In 1952, DeCarava became the first Black recipient of a John Simon Guggenheim Memorial Fellowship. The year of the fellowship was remarkably fruitful, producing such important prints as Nightfeeding. At first rejected by publishers, photographs from the project were eventually published with the help of Langston Hughes in 1955 as The Sweet Flypaper of Life. Shortly thereafter, DeCarava opened one of the first galleries in New York devoted to photography, A Photographer’s Gallery, which would feature exhibitions of Bernice Abbott, Harry Callahan, and Minor White in the two years it was open. At the same time, he began a series on jazz musicians that would occupy him for a decade.
In a series of taped interviews with Sherry Turner DeCarava (published in Roy DeCarava Photographs), Roy DeCarava had much to say about his 1956 piece Dancers, uptown ‘club dance,’ New York:
“This photograph was taken at a dance of a social club at the 110th St. Manor at Fifth Avenue. It is about the intermission where they had entertainment and the entertainment was two dancers who danced to jazz music. That’s what this image is all about; it’s about these two dancers who represent a terrible torment for me in that I feel a great ambiguity about the image because of them. It’s because they are in some ways distorted characters. What they actually are is two Black male dancers who dance in the manner of an older generation of Black vaudeville performers. The problem comes because their figures remind me so much of the real life experience of Blacks in their need to but themselves in an awkward position before the man, for the man; to demean themselves in order to survive, to get along. In a way, these figures seem to epitomize that reality. And yet there is something in the figures not about that; something in the figures that is very creative, that is very real and very Black in the finest sense of the word. So there is this duality this ambiguity in the photograph that I find very hard to live with. I always have to make a decision in a case like this – is it good or is it bad? I have to say that even though it jars some of my sensibilities and reminds me of things that I would rather not be reminded of, it is still a good picture. In fact, it is good just because of those things and in spite of those things. The picture works.”
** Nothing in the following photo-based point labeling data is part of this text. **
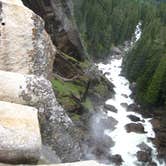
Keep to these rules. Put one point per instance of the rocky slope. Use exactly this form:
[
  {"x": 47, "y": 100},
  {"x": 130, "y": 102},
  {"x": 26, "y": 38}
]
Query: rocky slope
[
  {"x": 27, "y": 49},
  {"x": 28, "y": 59},
  {"x": 60, "y": 24}
]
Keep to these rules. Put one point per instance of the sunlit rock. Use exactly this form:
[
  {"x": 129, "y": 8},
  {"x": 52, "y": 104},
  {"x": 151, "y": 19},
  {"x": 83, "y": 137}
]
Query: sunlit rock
[
  {"x": 20, "y": 139},
  {"x": 25, "y": 47},
  {"x": 56, "y": 126}
]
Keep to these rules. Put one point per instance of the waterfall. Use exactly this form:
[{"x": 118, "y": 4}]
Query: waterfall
[{"x": 126, "y": 144}]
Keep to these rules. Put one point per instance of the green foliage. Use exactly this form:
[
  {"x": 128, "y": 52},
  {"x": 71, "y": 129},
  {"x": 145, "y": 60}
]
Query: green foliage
[
  {"x": 103, "y": 23},
  {"x": 146, "y": 62}
]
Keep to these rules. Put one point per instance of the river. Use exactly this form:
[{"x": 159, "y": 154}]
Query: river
[{"x": 126, "y": 144}]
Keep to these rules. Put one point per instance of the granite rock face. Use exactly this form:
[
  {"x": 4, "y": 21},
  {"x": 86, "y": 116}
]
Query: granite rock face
[
  {"x": 25, "y": 47},
  {"x": 20, "y": 140},
  {"x": 60, "y": 24},
  {"x": 56, "y": 127},
  {"x": 26, "y": 62}
]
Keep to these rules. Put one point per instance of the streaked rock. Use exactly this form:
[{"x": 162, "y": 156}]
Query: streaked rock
[
  {"x": 20, "y": 139},
  {"x": 56, "y": 127},
  {"x": 25, "y": 47}
]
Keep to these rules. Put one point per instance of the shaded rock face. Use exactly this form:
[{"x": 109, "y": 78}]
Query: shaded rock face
[
  {"x": 27, "y": 49},
  {"x": 60, "y": 24},
  {"x": 110, "y": 108},
  {"x": 20, "y": 140},
  {"x": 133, "y": 118},
  {"x": 133, "y": 127},
  {"x": 25, "y": 46},
  {"x": 56, "y": 127},
  {"x": 159, "y": 126}
]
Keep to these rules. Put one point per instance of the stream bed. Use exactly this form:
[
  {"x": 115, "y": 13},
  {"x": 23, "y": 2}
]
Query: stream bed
[{"x": 133, "y": 133}]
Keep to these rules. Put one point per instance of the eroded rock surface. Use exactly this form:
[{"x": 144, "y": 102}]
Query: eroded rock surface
[
  {"x": 20, "y": 139},
  {"x": 60, "y": 24},
  {"x": 56, "y": 127},
  {"x": 25, "y": 47}
]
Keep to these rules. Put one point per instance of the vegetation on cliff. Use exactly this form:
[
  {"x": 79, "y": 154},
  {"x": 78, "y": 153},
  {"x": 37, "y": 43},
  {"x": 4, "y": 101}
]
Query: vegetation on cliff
[
  {"x": 104, "y": 23},
  {"x": 146, "y": 62}
]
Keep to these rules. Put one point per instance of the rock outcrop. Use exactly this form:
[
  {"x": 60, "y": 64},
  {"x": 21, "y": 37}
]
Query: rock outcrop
[
  {"x": 25, "y": 47},
  {"x": 20, "y": 140},
  {"x": 60, "y": 24},
  {"x": 26, "y": 62}
]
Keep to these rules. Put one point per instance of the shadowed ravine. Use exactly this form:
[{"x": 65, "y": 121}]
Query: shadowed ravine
[{"x": 128, "y": 144}]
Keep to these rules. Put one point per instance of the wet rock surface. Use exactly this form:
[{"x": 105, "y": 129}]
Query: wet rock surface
[
  {"x": 25, "y": 46},
  {"x": 133, "y": 107},
  {"x": 60, "y": 24},
  {"x": 117, "y": 159},
  {"x": 133, "y": 127},
  {"x": 143, "y": 156},
  {"x": 133, "y": 118},
  {"x": 125, "y": 105},
  {"x": 20, "y": 139},
  {"x": 159, "y": 126},
  {"x": 110, "y": 108}
]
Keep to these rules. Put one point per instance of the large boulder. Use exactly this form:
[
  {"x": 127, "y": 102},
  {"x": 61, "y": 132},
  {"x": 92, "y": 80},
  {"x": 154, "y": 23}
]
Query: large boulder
[
  {"x": 25, "y": 45},
  {"x": 56, "y": 127},
  {"x": 60, "y": 24},
  {"x": 20, "y": 139}
]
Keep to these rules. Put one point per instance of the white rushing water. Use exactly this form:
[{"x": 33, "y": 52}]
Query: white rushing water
[{"x": 126, "y": 144}]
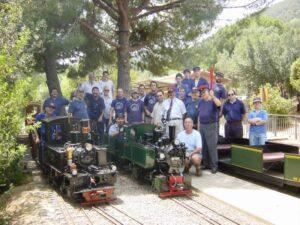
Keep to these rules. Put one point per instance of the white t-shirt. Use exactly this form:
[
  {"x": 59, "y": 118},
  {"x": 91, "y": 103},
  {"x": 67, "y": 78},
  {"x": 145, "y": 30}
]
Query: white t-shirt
[
  {"x": 108, "y": 84},
  {"x": 178, "y": 108},
  {"x": 191, "y": 141}
]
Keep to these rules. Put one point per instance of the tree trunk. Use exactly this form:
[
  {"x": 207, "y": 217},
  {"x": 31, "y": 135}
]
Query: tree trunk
[
  {"x": 51, "y": 72},
  {"x": 123, "y": 54}
]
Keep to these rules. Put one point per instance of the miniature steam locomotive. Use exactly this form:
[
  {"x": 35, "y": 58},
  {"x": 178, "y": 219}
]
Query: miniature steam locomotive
[
  {"x": 74, "y": 164},
  {"x": 151, "y": 156}
]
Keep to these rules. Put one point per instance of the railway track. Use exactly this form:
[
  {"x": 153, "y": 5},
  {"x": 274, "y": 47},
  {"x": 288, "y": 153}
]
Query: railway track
[{"x": 199, "y": 212}]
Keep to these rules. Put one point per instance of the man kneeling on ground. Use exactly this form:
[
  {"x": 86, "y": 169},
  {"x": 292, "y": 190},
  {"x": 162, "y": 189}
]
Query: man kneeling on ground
[{"x": 193, "y": 142}]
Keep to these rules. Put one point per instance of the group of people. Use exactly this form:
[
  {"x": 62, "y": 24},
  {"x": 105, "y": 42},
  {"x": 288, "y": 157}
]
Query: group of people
[{"x": 193, "y": 106}]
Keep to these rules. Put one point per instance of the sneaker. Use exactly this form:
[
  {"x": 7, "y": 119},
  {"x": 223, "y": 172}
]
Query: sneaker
[{"x": 214, "y": 170}]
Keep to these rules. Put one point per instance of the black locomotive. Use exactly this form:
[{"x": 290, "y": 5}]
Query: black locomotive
[{"x": 73, "y": 163}]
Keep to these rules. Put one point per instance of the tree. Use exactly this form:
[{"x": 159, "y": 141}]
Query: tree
[{"x": 155, "y": 32}]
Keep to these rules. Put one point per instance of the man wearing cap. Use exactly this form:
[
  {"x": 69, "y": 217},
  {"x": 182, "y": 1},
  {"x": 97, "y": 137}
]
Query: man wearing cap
[
  {"x": 88, "y": 85},
  {"x": 192, "y": 106},
  {"x": 174, "y": 111},
  {"x": 187, "y": 80},
  {"x": 257, "y": 119},
  {"x": 208, "y": 118},
  {"x": 95, "y": 107},
  {"x": 234, "y": 113},
  {"x": 134, "y": 109},
  {"x": 58, "y": 101},
  {"x": 179, "y": 85},
  {"x": 193, "y": 143},
  {"x": 150, "y": 101},
  {"x": 116, "y": 128},
  {"x": 105, "y": 82},
  {"x": 157, "y": 112},
  {"x": 78, "y": 107},
  {"x": 199, "y": 82},
  {"x": 118, "y": 105}
]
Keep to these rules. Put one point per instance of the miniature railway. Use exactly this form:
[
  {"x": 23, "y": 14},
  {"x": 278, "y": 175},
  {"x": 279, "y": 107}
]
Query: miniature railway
[{"x": 202, "y": 215}]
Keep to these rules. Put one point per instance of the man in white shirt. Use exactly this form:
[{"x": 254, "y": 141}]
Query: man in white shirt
[
  {"x": 193, "y": 143},
  {"x": 158, "y": 109},
  {"x": 88, "y": 85},
  {"x": 105, "y": 82},
  {"x": 174, "y": 110}
]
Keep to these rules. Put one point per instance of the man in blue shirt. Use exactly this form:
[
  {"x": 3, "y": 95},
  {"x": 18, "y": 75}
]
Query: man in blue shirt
[
  {"x": 208, "y": 118},
  {"x": 192, "y": 106},
  {"x": 234, "y": 112},
  {"x": 96, "y": 106},
  {"x": 179, "y": 85},
  {"x": 257, "y": 119},
  {"x": 199, "y": 82},
  {"x": 134, "y": 109},
  {"x": 150, "y": 101},
  {"x": 187, "y": 80},
  {"x": 58, "y": 101},
  {"x": 78, "y": 107},
  {"x": 118, "y": 105}
]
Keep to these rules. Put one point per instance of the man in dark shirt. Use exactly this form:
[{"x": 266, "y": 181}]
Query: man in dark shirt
[
  {"x": 95, "y": 107},
  {"x": 150, "y": 101},
  {"x": 118, "y": 105},
  {"x": 234, "y": 112},
  {"x": 208, "y": 118},
  {"x": 58, "y": 101},
  {"x": 134, "y": 109}
]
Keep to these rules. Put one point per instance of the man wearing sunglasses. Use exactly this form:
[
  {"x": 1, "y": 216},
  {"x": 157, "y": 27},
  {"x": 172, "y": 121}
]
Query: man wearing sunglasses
[{"x": 234, "y": 113}]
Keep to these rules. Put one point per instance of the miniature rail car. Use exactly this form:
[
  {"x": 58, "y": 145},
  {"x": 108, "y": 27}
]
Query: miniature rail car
[
  {"x": 273, "y": 163},
  {"x": 72, "y": 163},
  {"x": 151, "y": 156}
]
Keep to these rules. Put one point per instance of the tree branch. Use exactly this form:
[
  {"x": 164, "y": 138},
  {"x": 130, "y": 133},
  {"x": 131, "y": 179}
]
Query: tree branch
[
  {"x": 94, "y": 32},
  {"x": 155, "y": 9},
  {"x": 108, "y": 8}
]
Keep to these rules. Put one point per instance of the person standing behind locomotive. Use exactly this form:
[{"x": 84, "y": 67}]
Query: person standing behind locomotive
[
  {"x": 88, "y": 85},
  {"x": 158, "y": 109},
  {"x": 58, "y": 101},
  {"x": 187, "y": 80},
  {"x": 106, "y": 82},
  {"x": 234, "y": 113},
  {"x": 193, "y": 142},
  {"x": 150, "y": 101},
  {"x": 174, "y": 111},
  {"x": 192, "y": 106},
  {"x": 107, "y": 102},
  {"x": 134, "y": 109},
  {"x": 208, "y": 118},
  {"x": 142, "y": 93},
  {"x": 199, "y": 82},
  {"x": 118, "y": 105},
  {"x": 78, "y": 107},
  {"x": 95, "y": 106},
  {"x": 257, "y": 119}
]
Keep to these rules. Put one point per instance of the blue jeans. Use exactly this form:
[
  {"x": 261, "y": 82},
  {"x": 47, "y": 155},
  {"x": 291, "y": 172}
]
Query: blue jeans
[{"x": 257, "y": 139}]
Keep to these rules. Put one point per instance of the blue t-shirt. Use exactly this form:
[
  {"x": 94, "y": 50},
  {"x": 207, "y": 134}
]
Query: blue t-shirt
[
  {"x": 208, "y": 111},
  {"x": 233, "y": 112},
  {"x": 119, "y": 105},
  {"x": 220, "y": 91},
  {"x": 78, "y": 108},
  {"x": 95, "y": 106},
  {"x": 150, "y": 101},
  {"x": 134, "y": 109},
  {"x": 192, "y": 108},
  {"x": 59, "y": 102},
  {"x": 258, "y": 129}
]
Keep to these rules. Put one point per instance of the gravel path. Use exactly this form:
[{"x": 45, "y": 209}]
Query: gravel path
[{"x": 38, "y": 203}]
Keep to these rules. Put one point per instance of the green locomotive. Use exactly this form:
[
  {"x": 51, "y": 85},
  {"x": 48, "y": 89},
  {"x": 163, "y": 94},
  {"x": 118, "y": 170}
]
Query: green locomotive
[{"x": 151, "y": 156}]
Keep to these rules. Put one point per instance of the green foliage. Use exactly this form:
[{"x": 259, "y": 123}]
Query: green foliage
[
  {"x": 295, "y": 75},
  {"x": 13, "y": 63}
]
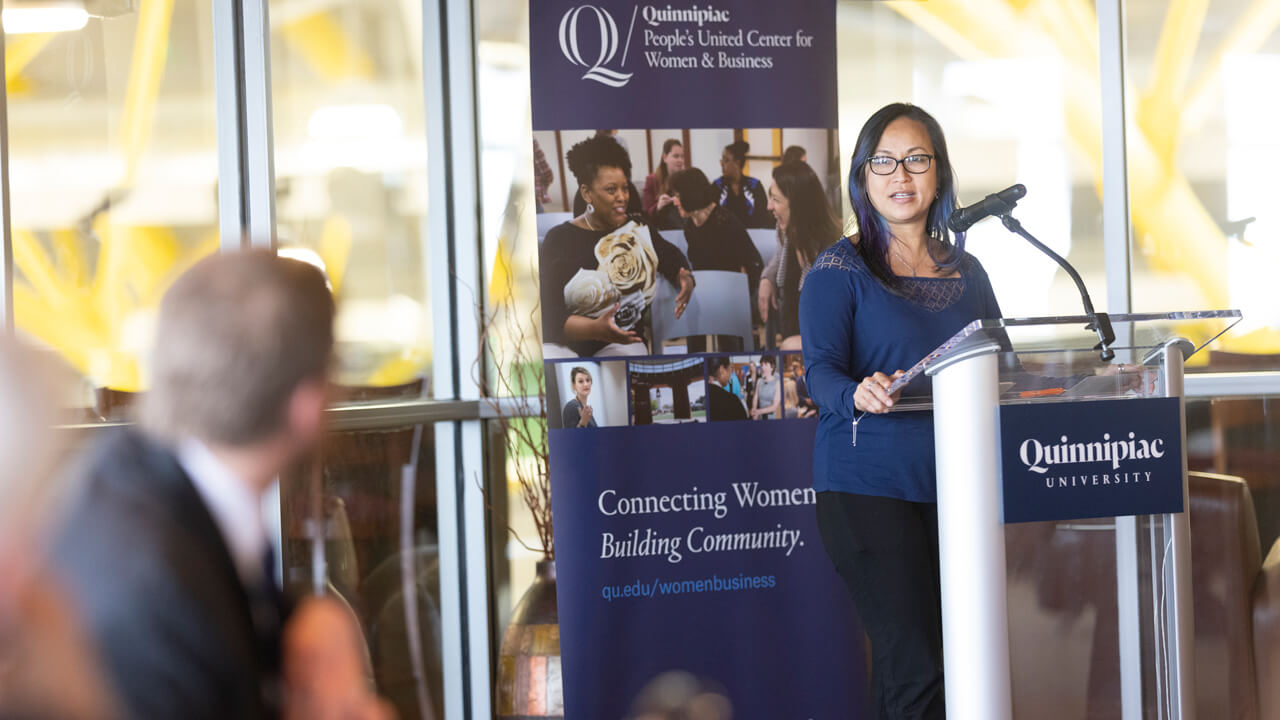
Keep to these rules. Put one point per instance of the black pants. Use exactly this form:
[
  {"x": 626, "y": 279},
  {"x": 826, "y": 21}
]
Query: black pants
[{"x": 887, "y": 552}]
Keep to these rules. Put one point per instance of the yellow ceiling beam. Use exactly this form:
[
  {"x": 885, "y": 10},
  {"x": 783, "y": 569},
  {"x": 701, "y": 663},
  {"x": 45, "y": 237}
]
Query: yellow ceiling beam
[
  {"x": 327, "y": 48},
  {"x": 1171, "y": 222},
  {"x": 1160, "y": 104},
  {"x": 150, "y": 51},
  {"x": 19, "y": 50},
  {"x": 1248, "y": 35}
]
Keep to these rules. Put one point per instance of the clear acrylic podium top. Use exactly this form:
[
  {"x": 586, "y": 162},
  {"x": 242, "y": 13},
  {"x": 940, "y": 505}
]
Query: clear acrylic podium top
[{"x": 1054, "y": 360}]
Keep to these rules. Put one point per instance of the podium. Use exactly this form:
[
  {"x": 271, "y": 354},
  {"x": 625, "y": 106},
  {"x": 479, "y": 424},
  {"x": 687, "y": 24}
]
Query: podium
[{"x": 1031, "y": 427}]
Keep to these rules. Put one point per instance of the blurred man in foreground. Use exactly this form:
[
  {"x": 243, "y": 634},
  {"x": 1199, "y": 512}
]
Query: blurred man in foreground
[{"x": 165, "y": 550}]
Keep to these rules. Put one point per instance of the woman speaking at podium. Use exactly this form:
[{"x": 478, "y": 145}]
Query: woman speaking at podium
[{"x": 873, "y": 304}]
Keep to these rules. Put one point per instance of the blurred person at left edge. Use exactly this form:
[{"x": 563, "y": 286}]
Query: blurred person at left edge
[
  {"x": 48, "y": 666},
  {"x": 164, "y": 547}
]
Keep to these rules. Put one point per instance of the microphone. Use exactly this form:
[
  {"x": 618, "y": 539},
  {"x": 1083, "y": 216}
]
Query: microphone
[{"x": 995, "y": 204}]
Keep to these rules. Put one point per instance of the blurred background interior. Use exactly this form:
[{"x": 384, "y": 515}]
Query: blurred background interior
[{"x": 378, "y": 149}]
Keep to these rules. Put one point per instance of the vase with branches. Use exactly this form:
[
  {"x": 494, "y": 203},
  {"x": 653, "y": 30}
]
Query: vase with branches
[{"x": 515, "y": 390}]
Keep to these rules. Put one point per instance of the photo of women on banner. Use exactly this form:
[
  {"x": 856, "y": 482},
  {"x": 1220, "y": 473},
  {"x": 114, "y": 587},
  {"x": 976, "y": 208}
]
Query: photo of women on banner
[
  {"x": 618, "y": 267},
  {"x": 586, "y": 395}
]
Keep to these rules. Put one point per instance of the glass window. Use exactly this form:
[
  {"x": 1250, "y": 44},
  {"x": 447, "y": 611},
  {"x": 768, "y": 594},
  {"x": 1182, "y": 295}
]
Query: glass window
[
  {"x": 351, "y": 174},
  {"x": 510, "y": 247},
  {"x": 380, "y": 551},
  {"x": 1018, "y": 95},
  {"x": 350, "y": 140},
  {"x": 1201, "y": 150},
  {"x": 113, "y": 176}
]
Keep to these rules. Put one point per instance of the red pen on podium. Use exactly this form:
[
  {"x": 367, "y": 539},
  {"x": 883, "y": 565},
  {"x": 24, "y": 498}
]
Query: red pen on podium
[{"x": 1046, "y": 392}]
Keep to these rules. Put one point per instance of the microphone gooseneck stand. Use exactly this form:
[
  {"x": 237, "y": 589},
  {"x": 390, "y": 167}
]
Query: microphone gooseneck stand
[{"x": 1098, "y": 322}]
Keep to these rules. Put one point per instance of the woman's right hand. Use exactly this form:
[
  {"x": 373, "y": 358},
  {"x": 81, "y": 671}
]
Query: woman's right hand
[
  {"x": 872, "y": 393},
  {"x": 764, "y": 297}
]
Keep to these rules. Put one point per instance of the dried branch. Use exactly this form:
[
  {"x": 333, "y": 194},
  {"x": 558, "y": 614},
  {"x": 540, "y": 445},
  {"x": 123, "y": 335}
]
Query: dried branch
[{"x": 512, "y": 361}]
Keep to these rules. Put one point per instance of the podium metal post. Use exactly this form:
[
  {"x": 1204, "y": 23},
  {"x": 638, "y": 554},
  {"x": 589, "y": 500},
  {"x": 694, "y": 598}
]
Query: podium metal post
[{"x": 972, "y": 536}]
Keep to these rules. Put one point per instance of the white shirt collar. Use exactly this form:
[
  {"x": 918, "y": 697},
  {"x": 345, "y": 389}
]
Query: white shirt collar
[{"x": 236, "y": 509}]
Roy DeCarava’s work was included in the Museum of Modern Art’s Family of Man exhibition. In 1958, he began to take on commercial projects, and his pictures have appeared in such periodicals as Sports Illustrated, Look, Newsweek, Time, and Life. He ran the Kamoinge Workshop for young Black photographers from 1963 to 1966. In 1969, he refused to be a part of the Metropolitan Museum of Art’s exhibition Harlem on My Mind, critiquing its conception of Black artists and its marginalization of photography as an art form. He began teaching at Hunter College in New York City in 1975, where he became a full professor of art. In 1992, Wesleyan University awarded him the honorary degree of doctor of fine arts.
In 1996, The Museum of Modern Art in New York held a retrospective of his work.
His work has also been presented in solo exhibitions at Friends of Photography, Carmel, California; Akron Art Institute, Ohio; Port Washington Public Library, New York; Witkin Gallery, New York; Light Work Gallery, Syracuse, New York; Corcoran Gallery, Washington, DC; Museum of Fine Arts, Houston; Camera Club of New York; and New York Public Library. DeCarava’s photographs are included in the collections of Museum of Modern Art, New York; Metropolitan Museum of Art, New York; Harlem Art Collection, New York State Office Building, New York; Andover Arts Gallery, Phillips Academy, Andover, Massachusetts; Corcoran Gallery, Washington, DC; Atlanta University; Sheldon Memorial Art Gallery, University of Nebraska, Lincoln; Museum of Fine Arts, Houston; and Center for Creative Photography, University of Arizona, Tucson. He died in 2009.